The purpose of this project is to learn the basics of lisp, before we have
considered core areas of AI, such as search or KR.
The program involves writing a spelling correction system that uses a Soundex
function (that I will provide) as the basis for suggesting candidates. Soundex
maps words onto an alphanumeric code such that words that have similar
phonemes (sounds) get mapped to the same code. It is good for correcting
genuine mis-spellings, rather than typos.
In your code, you are free to use any common lisp function or data type. In fact,
before you consider writing any function I encourage you to search the lisp
documentation online to see if it already exists. Most will. In general, the built in
functions will run faster than those that you write yourself.
Functions you will need to write:
1. load_dictionary
Args: a string that is the name of a file
Body: Given a file where each line contains a single word followed by
an integer corresponding to the frequency in a corpus,
it should build the following two tables and return the number of words
(that is lines) read.
*spelling_dict* which is a table with an entry for each word, where the
word is the key and the frequency is the value
*soundex_dict* which is a table with an entry for each soundex code,
where the code is the key and the value is the list of words from
the *spelling_dict* that map to that key
EXAMPLE:
(load_dictionary "test1000.txt")
should return 1000. Sample entries are noted below.
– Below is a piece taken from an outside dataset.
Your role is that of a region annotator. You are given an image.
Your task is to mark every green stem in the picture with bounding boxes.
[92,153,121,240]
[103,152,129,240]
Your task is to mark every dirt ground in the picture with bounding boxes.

The value for 'the in the *spelling_dict* table should be 23135851162
The value for 'the in the *soundex_dict* table should be a list with
the following elements (possibly in a different order):
(T THE THEY TO TOO TWO)
2. lookup
Args: a string corresponding to word
Body: Confirms that the word is in the dictionary and returns the stored
frequency, if the word is there, and NIL otherwise
EXAMPLE:
After loading "test1000.txt",
(lookup "the") should return
23135851162
3. correctSX
Args: a string corresponding to a word
Body: Calculates and returns a list of candidate respellings, based on the
Soundex equivalent words, sorted alphabetically. Returns NIL if there were no
soundex equivalents found
EXAMPLE:
After loading "test1000.txt"
(correctSX "thim") should return
(TEAM TEEN THAN THEM THEN TIME TOWN)
4. correctSX_SIM
Args: A string corresponding to a possible word
Body: Calculates and returns a list of candidate respellings, based on the
Soundex equivalent words, sorted by their similarity to the provided
word where similarity is defined as the number of letters in
common. For example: the similarity "cat" "tic" is 2. It returns NIL if
no soundex equivalents are found
EXAMPLE:
After loading "test1000.txt", (correctSX_SIM "thim") should return
(THEM TIME TEAM THEN THAN TOWN TEEN)
Assessment criteria:
Correctness
Your code should load and run correctly. The input and output must match the
specification exactly so that it can be tested using another lisp program.
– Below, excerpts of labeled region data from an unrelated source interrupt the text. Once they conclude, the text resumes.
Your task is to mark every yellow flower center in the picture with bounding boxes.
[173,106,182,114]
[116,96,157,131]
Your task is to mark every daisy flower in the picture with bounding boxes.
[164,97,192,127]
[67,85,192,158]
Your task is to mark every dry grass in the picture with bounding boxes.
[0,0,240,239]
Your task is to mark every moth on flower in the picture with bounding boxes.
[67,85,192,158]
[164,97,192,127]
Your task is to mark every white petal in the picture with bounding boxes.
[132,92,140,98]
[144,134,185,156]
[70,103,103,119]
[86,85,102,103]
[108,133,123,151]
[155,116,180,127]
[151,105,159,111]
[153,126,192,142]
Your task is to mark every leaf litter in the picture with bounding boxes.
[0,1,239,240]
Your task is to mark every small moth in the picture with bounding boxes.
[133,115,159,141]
Incorrectly formatted input or ouput values will prevent the entire function from
being counted as correct.
Documentation and Testing
Your code should have internal comments to explain what each function is for
and what types of arguments it expects.
Test your program using enough cases to show that it works for different size
puzzles and search strategies. To submit multiple examples of input and output
files, after you do a test run, you should manually rename the input and output
files, e.g.
Mp1.in_test1 mp1.out_test1
You can save examples of output created interactively using “dribble”, which
toggles between opening and closing a log stream, e.g. (dribble “mp1.out_test1”)
<rest of lisp session> (dribble).
In a separate document, you should provide a brief description of your program
design (mentioning any of the built-in lisp functions you used) and any limitations
or deviations of your program from the assignment writeup.
Deliverables
Your solution should be in a file called mp1.lisp. If you wish, you may divide your
code into multiple files, but your mp1 file should load all the other files, in the
correct order so that your solution can be run using a single command.